The Holland Festival is back in June and this year it is celebrating its milestone 70th birthday. Julia Corbett spoke to the event’s artistic director Ruth Mackenzie who is bowing out after five years at the helm.
The programme of this year’s Holland Festival includes 17 world premiers, a befitting celebration for the longest-running performing arts event in the country. Since being launched in 1947, the Holland Festival has increased in size and popularity, becoming known around the world for bringing opera, modern dance, poetry and music to Amsterdam.
The festival’s notoriety for tackling controversial issues is also set to be reinforced with the theme of ‘Democracy’ taking centre stage. From London’s National Theatre’s new play about Brexit, to Richard Nelson’s trilogy The Gabriels which climax on Election Night in the USA last year, the public can get involved in debates surrounding what democracy means in the modern world.
Artistic director and British national Ruth Mackenzie was previously in charge of the culture festival that accompanied the London 2012 Olympics and has brought her enthusiasm for inspiring people to her role as artistic director for the Holland Festival since 2013.
With her penultimate festival taking place in just four months’ time and describing this year’s programme as the boldest line up that the Holland Festival has ever produced, she told DutchNews.nl: ‘I love the moment when you announce a programme and you can share the ideas of the artists with the public – and this year, the public have already been enthusiastic about the programme which is great.
‘The Holland Festival has a great tradition of sharing urgent issues, offering a place for provocation, as well as analysis, comfort and joy.
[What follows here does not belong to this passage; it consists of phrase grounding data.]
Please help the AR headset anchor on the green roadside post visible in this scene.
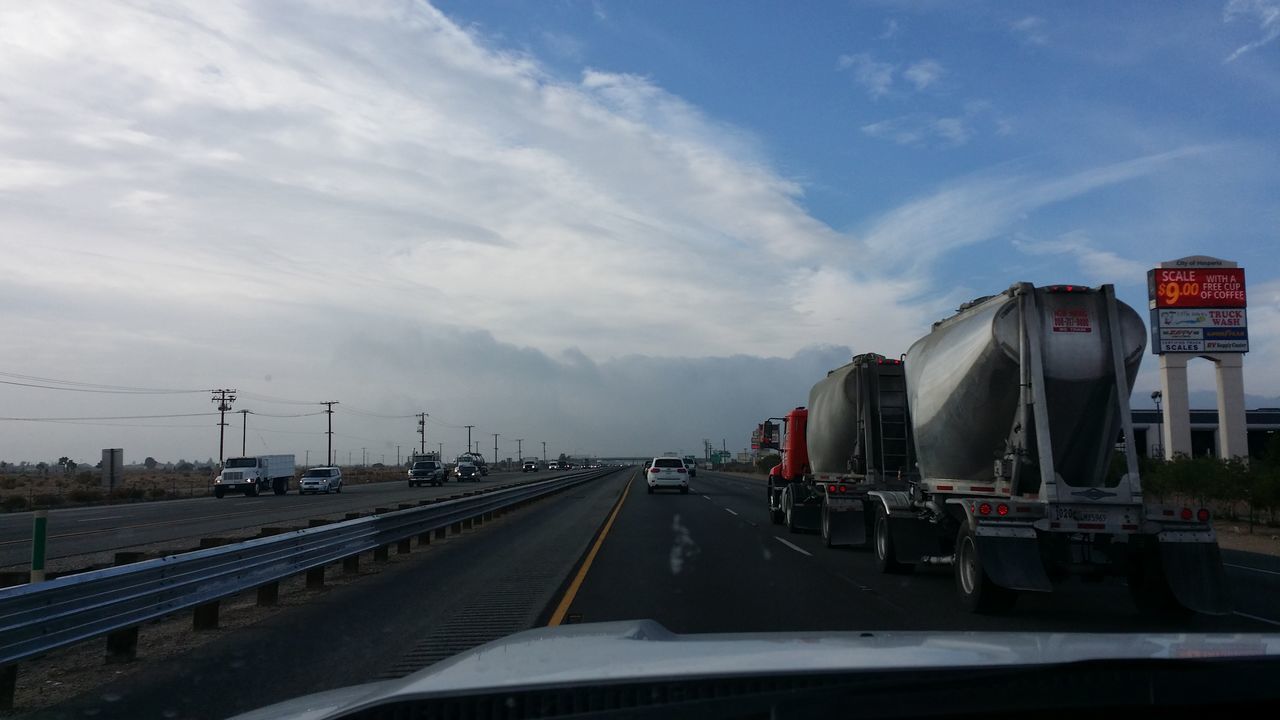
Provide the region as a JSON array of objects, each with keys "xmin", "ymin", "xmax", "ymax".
[{"xmin": 30, "ymin": 509, "xmax": 47, "ymax": 583}]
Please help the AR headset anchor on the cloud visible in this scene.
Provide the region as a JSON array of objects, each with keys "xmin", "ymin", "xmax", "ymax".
[
  {"xmin": 1012, "ymin": 231, "xmax": 1150, "ymax": 282},
  {"xmin": 1224, "ymin": 0, "xmax": 1280, "ymax": 61},
  {"xmin": 903, "ymin": 59, "xmax": 944, "ymax": 90},
  {"xmin": 880, "ymin": 18, "xmax": 900, "ymax": 39},
  {"xmin": 861, "ymin": 146, "xmax": 1216, "ymax": 270},
  {"xmin": 860, "ymin": 101, "xmax": 1006, "ymax": 148},
  {"xmin": 837, "ymin": 52, "xmax": 895, "ymax": 98},
  {"xmin": 1010, "ymin": 15, "xmax": 1048, "ymax": 45}
]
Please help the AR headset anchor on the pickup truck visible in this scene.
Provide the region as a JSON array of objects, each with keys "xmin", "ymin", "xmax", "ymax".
[{"xmin": 408, "ymin": 460, "xmax": 445, "ymax": 487}]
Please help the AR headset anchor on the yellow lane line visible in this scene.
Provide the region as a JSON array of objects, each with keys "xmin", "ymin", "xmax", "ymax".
[{"xmin": 547, "ymin": 472, "xmax": 634, "ymax": 626}]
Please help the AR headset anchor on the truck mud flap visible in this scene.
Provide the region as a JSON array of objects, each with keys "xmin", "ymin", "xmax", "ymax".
[
  {"xmin": 792, "ymin": 504, "xmax": 821, "ymax": 531},
  {"xmin": 1159, "ymin": 541, "xmax": 1232, "ymax": 615},
  {"xmin": 827, "ymin": 502, "xmax": 866, "ymax": 546},
  {"xmin": 886, "ymin": 515, "xmax": 938, "ymax": 564},
  {"xmin": 975, "ymin": 535, "xmax": 1052, "ymax": 592}
]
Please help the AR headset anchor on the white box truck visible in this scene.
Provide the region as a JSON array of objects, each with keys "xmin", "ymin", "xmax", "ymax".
[{"xmin": 214, "ymin": 454, "xmax": 296, "ymax": 498}]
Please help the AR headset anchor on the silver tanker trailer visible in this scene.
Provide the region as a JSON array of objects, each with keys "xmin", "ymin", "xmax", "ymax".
[{"xmin": 867, "ymin": 282, "xmax": 1230, "ymax": 615}]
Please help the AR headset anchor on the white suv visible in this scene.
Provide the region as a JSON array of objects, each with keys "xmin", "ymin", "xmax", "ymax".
[
  {"xmin": 646, "ymin": 457, "xmax": 689, "ymax": 494},
  {"xmin": 299, "ymin": 467, "xmax": 343, "ymax": 494}
]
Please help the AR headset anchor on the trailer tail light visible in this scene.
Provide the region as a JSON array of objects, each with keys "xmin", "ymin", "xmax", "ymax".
[
  {"xmin": 877, "ymin": 358, "xmax": 902, "ymax": 365},
  {"xmin": 1197, "ymin": 508, "xmax": 1210, "ymax": 522},
  {"xmin": 978, "ymin": 502, "xmax": 992, "ymax": 516},
  {"xmin": 1180, "ymin": 507, "xmax": 1193, "ymax": 521},
  {"xmin": 996, "ymin": 503, "xmax": 1009, "ymax": 516}
]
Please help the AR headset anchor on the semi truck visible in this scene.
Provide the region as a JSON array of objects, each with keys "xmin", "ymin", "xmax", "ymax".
[
  {"xmin": 214, "ymin": 454, "xmax": 296, "ymax": 498},
  {"xmin": 766, "ymin": 353, "xmax": 916, "ymax": 548},
  {"xmin": 866, "ymin": 283, "xmax": 1229, "ymax": 615}
]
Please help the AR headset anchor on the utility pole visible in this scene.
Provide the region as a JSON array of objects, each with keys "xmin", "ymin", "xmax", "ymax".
[
  {"xmin": 211, "ymin": 389, "xmax": 237, "ymax": 465},
  {"xmin": 437, "ymin": 442, "xmax": 443, "ymax": 458},
  {"xmin": 492, "ymin": 433, "xmax": 500, "ymax": 465},
  {"xmin": 541, "ymin": 441, "xmax": 547, "ymax": 462},
  {"xmin": 361, "ymin": 447, "xmax": 366, "ymax": 466},
  {"xmin": 236, "ymin": 409, "xmax": 251, "ymax": 457},
  {"xmin": 516, "ymin": 439, "xmax": 524, "ymax": 462},
  {"xmin": 348, "ymin": 450, "xmax": 352, "ymax": 466},
  {"xmin": 321, "ymin": 401, "xmax": 338, "ymax": 466},
  {"xmin": 417, "ymin": 412, "xmax": 428, "ymax": 455},
  {"xmin": 396, "ymin": 445, "xmax": 401, "ymax": 465},
  {"xmin": 703, "ymin": 438, "xmax": 711, "ymax": 462},
  {"xmin": 305, "ymin": 449, "xmax": 309, "ymax": 466},
  {"xmin": 464, "ymin": 425, "xmax": 475, "ymax": 457}
]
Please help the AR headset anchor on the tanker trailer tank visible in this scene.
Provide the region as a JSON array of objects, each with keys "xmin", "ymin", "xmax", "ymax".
[{"xmin": 865, "ymin": 283, "xmax": 1229, "ymax": 617}]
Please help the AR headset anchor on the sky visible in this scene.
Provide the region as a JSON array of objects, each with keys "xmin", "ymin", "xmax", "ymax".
[{"xmin": 0, "ymin": 0, "xmax": 1277, "ymax": 465}]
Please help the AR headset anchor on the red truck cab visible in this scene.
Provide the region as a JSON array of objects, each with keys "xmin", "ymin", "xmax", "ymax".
[{"xmin": 780, "ymin": 407, "xmax": 809, "ymax": 482}]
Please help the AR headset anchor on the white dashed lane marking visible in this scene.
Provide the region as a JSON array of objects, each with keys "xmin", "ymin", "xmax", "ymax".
[{"xmin": 773, "ymin": 536, "xmax": 812, "ymax": 557}]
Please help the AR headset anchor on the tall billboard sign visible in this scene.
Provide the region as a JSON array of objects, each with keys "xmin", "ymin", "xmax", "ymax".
[
  {"xmin": 1147, "ymin": 256, "xmax": 1249, "ymax": 461},
  {"xmin": 1148, "ymin": 258, "xmax": 1247, "ymax": 354}
]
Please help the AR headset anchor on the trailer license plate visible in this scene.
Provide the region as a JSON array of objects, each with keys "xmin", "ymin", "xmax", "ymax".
[{"xmin": 1053, "ymin": 506, "xmax": 1108, "ymax": 523}]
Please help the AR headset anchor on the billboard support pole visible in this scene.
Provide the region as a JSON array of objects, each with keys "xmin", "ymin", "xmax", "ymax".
[
  {"xmin": 1212, "ymin": 353, "xmax": 1249, "ymax": 460},
  {"xmin": 1158, "ymin": 354, "xmax": 1192, "ymax": 460}
]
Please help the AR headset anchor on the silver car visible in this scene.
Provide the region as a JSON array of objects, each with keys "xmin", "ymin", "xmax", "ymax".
[{"xmin": 299, "ymin": 467, "xmax": 343, "ymax": 494}]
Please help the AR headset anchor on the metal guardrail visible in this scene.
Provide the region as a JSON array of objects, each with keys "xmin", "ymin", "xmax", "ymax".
[{"xmin": 0, "ymin": 467, "xmax": 616, "ymax": 667}]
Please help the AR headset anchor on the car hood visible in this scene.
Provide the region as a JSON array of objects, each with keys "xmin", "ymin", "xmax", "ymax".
[{"xmin": 230, "ymin": 620, "xmax": 1280, "ymax": 720}]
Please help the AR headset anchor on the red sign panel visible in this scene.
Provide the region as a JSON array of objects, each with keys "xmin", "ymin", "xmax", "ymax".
[
  {"xmin": 1148, "ymin": 268, "xmax": 1247, "ymax": 309},
  {"xmin": 1051, "ymin": 308, "xmax": 1092, "ymax": 333}
]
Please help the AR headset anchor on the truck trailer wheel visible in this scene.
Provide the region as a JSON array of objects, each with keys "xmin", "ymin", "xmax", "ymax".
[
  {"xmin": 785, "ymin": 494, "xmax": 800, "ymax": 534},
  {"xmin": 214, "ymin": 486, "xmax": 225, "ymax": 499},
  {"xmin": 873, "ymin": 505, "xmax": 912, "ymax": 574},
  {"xmin": 821, "ymin": 506, "xmax": 834, "ymax": 548},
  {"xmin": 954, "ymin": 525, "xmax": 1016, "ymax": 613}
]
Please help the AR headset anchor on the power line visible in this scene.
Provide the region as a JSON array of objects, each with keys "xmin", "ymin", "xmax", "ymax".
[
  {"xmin": 0, "ymin": 413, "xmax": 219, "ymax": 422},
  {"xmin": 0, "ymin": 370, "xmax": 206, "ymax": 394}
]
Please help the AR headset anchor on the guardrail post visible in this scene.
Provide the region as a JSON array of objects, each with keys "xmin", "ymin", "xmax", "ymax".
[
  {"xmin": 417, "ymin": 527, "xmax": 432, "ymax": 545},
  {"xmin": 193, "ymin": 601, "xmax": 220, "ymax": 631},
  {"xmin": 398, "ymin": 503, "xmax": 414, "ymax": 511},
  {"xmin": 192, "ymin": 541, "xmax": 224, "ymax": 630},
  {"xmin": 435, "ymin": 527, "xmax": 448, "ymax": 540},
  {"xmin": 397, "ymin": 537, "xmax": 412, "ymax": 554},
  {"xmin": 0, "ymin": 664, "xmax": 15, "ymax": 712},
  {"xmin": 307, "ymin": 564, "xmax": 325, "ymax": 589},
  {"xmin": 343, "ymin": 552, "xmax": 360, "ymax": 575},
  {"xmin": 449, "ymin": 521, "xmax": 462, "ymax": 534},
  {"xmin": 256, "ymin": 529, "xmax": 283, "ymax": 605},
  {"xmin": 373, "ymin": 544, "xmax": 389, "ymax": 562},
  {"xmin": 473, "ymin": 512, "xmax": 484, "ymax": 527},
  {"xmin": 30, "ymin": 509, "xmax": 47, "ymax": 584},
  {"xmin": 462, "ymin": 517, "xmax": 473, "ymax": 530},
  {"xmin": 375, "ymin": 507, "xmax": 391, "ymax": 514},
  {"xmin": 104, "ymin": 552, "xmax": 146, "ymax": 662}
]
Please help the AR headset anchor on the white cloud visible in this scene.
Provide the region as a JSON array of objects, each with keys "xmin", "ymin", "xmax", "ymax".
[
  {"xmin": 1224, "ymin": 0, "xmax": 1280, "ymax": 61},
  {"xmin": 903, "ymin": 59, "xmax": 944, "ymax": 90},
  {"xmin": 880, "ymin": 18, "xmax": 900, "ymax": 39},
  {"xmin": 1012, "ymin": 231, "xmax": 1150, "ymax": 282},
  {"xmin": 837, "ymin": 52, "xmax": 895, "ymax": 98},
  {"xmin": 861, "ymin": 146, "xmax": 1216, "ymax": 270},
  {"xmin": 1010, "ymin": 15, "xmax": 1048, "ymax": 45},
  {"xmin": 860, "ymin": 101, "xmax": 1007, "ymax": 148}
]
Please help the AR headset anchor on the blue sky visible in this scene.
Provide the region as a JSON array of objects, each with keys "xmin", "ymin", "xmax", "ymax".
[{"xmin": 0, "ymin": 1, "xmax": 1277, "ymax": 462}]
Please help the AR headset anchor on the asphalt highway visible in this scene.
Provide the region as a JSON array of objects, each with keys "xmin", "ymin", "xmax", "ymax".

‘Our festival and its international artists have helped us face the future, and today we need the Holland Festival more than ever.’
Live performance, says Ruth, has the unique ability to bring people and communities together. ‘In a time when perhaps our society feels more fragmented, that sense of all being together, experiencing the same thing at the same time, creates a sense of community working well, which is very precious and of course very enjoyable.
‘I am so lucky to work as an artistic director, with amazing artists from all over the world – it is a thrill to work on the development of a new play or a new piece of music or a new idea, and I love seeing the work develop though rehearsals.
‘I try to see all the shows, so I work non-stop during the festival – I love all the venues, of course, but also the surprises, the new places – we are working in Casco in Amsterdam North, the Mercatorplein in the West district and the Anton de Komplein in the South-East district of Amsterdam, for example.’
As technology and digital innovation has advanced, the festival has adapted and now includes many multimedia artistic performances and is attended by artists from all over the world. This year a special focus on Indonesian music will offer crowds the chance to experience both new and traditional performances from the South-East Asian country.
In addition, Jonas Kaufmann, Jude Law, The Nile Project and Carol Ann Duffy will all be taking part in performances during the three weeks long festival period.
Although Ruth is leaving the festival next year, she has still been involved in the planning well into the future.
‘My personal high point will be the once in a lifetime aus LICHT with music by Karlheinz Stockhausen which we are doing at the Holland Festival 2019, with the Dutch National Opera and the Royal Conservatoire from The Hague,’ she says.
‘We did the world premiere of MITTWOCH aus LICHT, part of the same piece, for the London 2012 Festival as part of the cultural programme for the London 2012 Olympics, for which I was artistic director.
‘I thought at the time that would be my high point, but the exciting thing about my job is that I am always trying to find a new high point – I know that doing aus LICHT, a three day cycle by Stockhausen, will be the hot ticket for audiences from every continent in the world. Amsterdam June 2019 will be the most exciting place to be in the world.’
Over 140 free and ticketed performances, including 17 world premieres, will be taking place from June 3 to June 25 and tickets can be purchased from the festival website now.